Your access token expired during dependency installation. This usually resolves itself — the token refresh runs before each iteration. If it persists, try --oauth for an independent OAuth session that doesn't share tokens with your host.

Container gets killed mid-session

Likely an out-of-memory kill. Check with:

docker inspect liutaio-my-branch --format='{{.State.OOMKilled}}'

The default memory limit is 16GB. If your test suite needs more, edit --memory=16g in run.sh.

SSH push failures

Make sure your SSH keys are in ~/.ssh/ and can push to your remote. If you use SSH host aliases (e.g. github-work instead of github.com), Liutaio copies your ~/.ssh/config into the container and resolves them automatically.

OAuth login shows "Invalid OAuth Request"

Check that you're copying the entire code from the callback page (including any # in the middle). The format is {code}#{state} — both parts are needed.

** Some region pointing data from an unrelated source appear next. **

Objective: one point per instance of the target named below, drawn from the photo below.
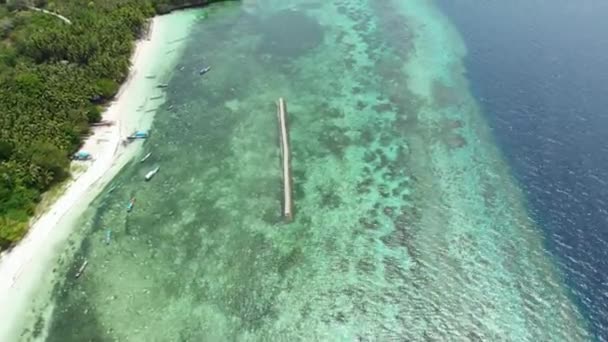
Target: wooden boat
(81, 269)
(204, 70)
(108, 236)
(130, 205)
(145, 157)
(151, 174)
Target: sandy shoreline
(24, 268)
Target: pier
(286, 160)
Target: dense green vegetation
(54, 78)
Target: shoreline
(25, 267)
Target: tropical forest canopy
(55, 77)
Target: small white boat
(151, 174)
(204, 70)
(145, 157)
(81, 269)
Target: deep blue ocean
(540, 71)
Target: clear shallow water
(543, 85)
(408, 225)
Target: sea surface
(447, 162)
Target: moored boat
(130, 205)
(145, 157)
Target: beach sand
(27, 266)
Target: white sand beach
(27, 266)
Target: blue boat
(82, 155)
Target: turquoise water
(407, 225)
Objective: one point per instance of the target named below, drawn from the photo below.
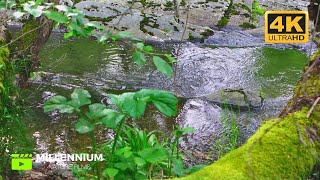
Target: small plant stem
(117, 137)
(94, 149)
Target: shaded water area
(201, 70)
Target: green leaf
(67, 35)
(139, 161)
(18, 14)
(170, 58)
(127, 154)
(123, 150)
(164, 101)
(178, 168)
(79, 98)
(162, 66)
(139, 58)
(58, 102)
(83, 126)
(61, 7)
(129, 105)
(104, 37)
(196, 168)
(148, 48)
(111, 172)
(139, 46)
(56, 16)
(154, 154)
(256, 8)
(36, 12)
(95, 25)
(78, 30)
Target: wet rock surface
(232, 58)
(237, 98)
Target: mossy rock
(276, 151)
(238, 98)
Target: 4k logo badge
(286, 27)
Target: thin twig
(259, 139)
(313, 106)
(178, 50)
(23, 35)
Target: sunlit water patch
(201, 70)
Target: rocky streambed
(258, 79)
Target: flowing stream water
(201, 69)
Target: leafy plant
(76, 25)
(133, 153)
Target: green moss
(279, 154)
(315, 55)
(191, 37)
(28, 37)
(4, 58)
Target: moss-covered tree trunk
(283, 148)
(29, 41)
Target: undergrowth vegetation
(132, 153)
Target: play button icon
(21, 164)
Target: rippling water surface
(108, 68)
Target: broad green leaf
(96, 111)
(56, 16)
(36, 12)
(79, 98)
(256, 8)
(58, 102)
(162, 66)
(111, 172)
(61, 7)
(83, 126)
(154, 154)
(139, 46)
(170, 58)
(124, 34)
(178, 168)
(123, 150)
(121, 166)
(127, 154)
(67, 35)
(78, 30)
(139, 58)
(139, 161)
(148, 48)
(196, 168)
(164, 101)
(134, 107)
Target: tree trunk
(31, 39)
(283, 148)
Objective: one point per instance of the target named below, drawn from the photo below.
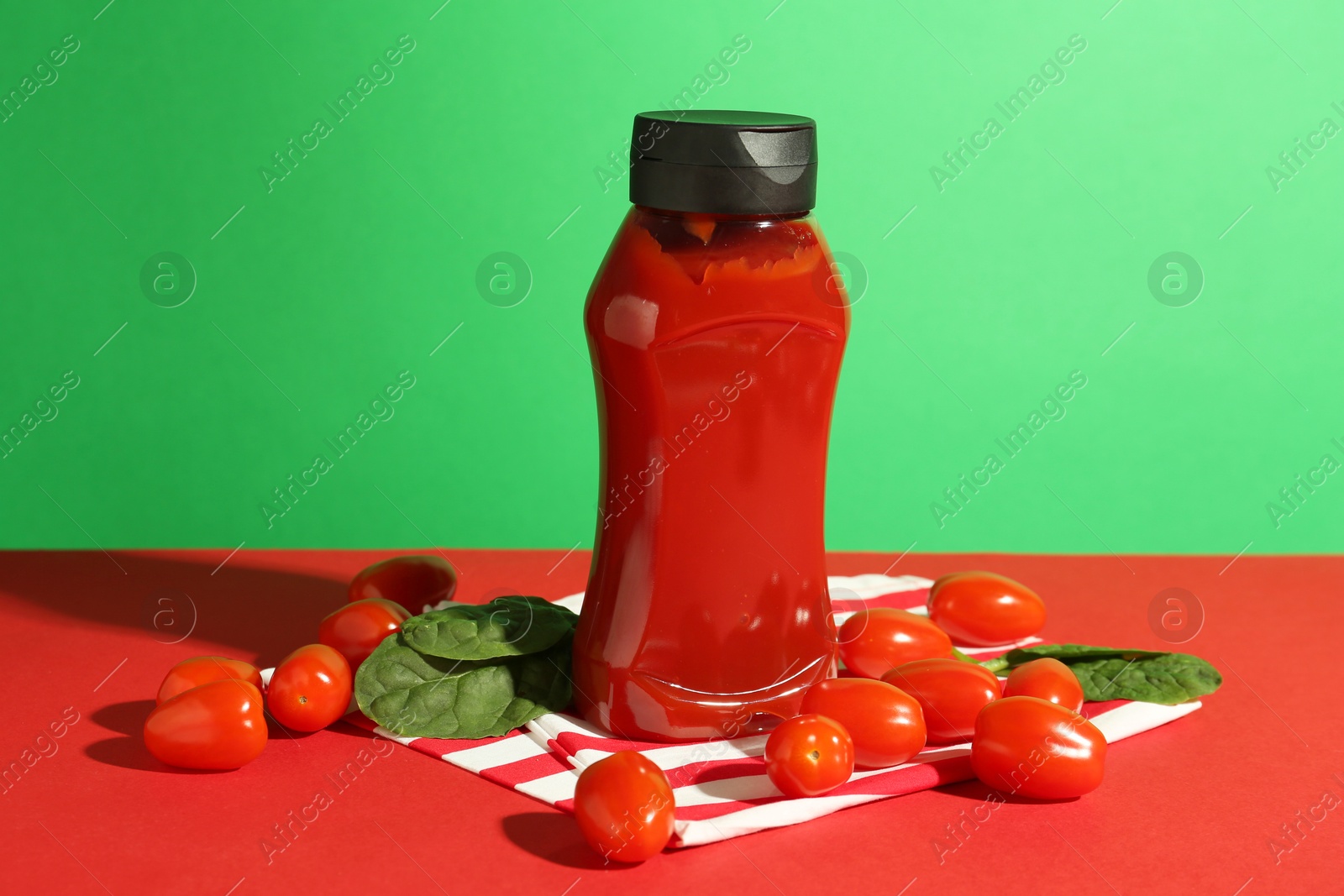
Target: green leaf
(418, 696)
(1166, 678)
(508, 626)
(1073, 653)
(1110, 673)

OAuth login suddenly stops working

Liutaio uses Claude Code's public OAuth client ID to authenticate. If Anthropic rotates this ID in a future update, OAuth login will fail. You can override it by passing the new client ID:

liutaio agent.md 10 my-branch --env LIUTAIO_OAUTH_CLIENT_ID=new-client-id-here

You can find the current client ID by running claude auth login on your host and inspecting the authorization URL it generates.

Loop doesn't stop after all work is done

The loop looks for <promise>COMPLETE</promise> in the session output. Make sure your agent.md instructs Claude to output this exact string when finished.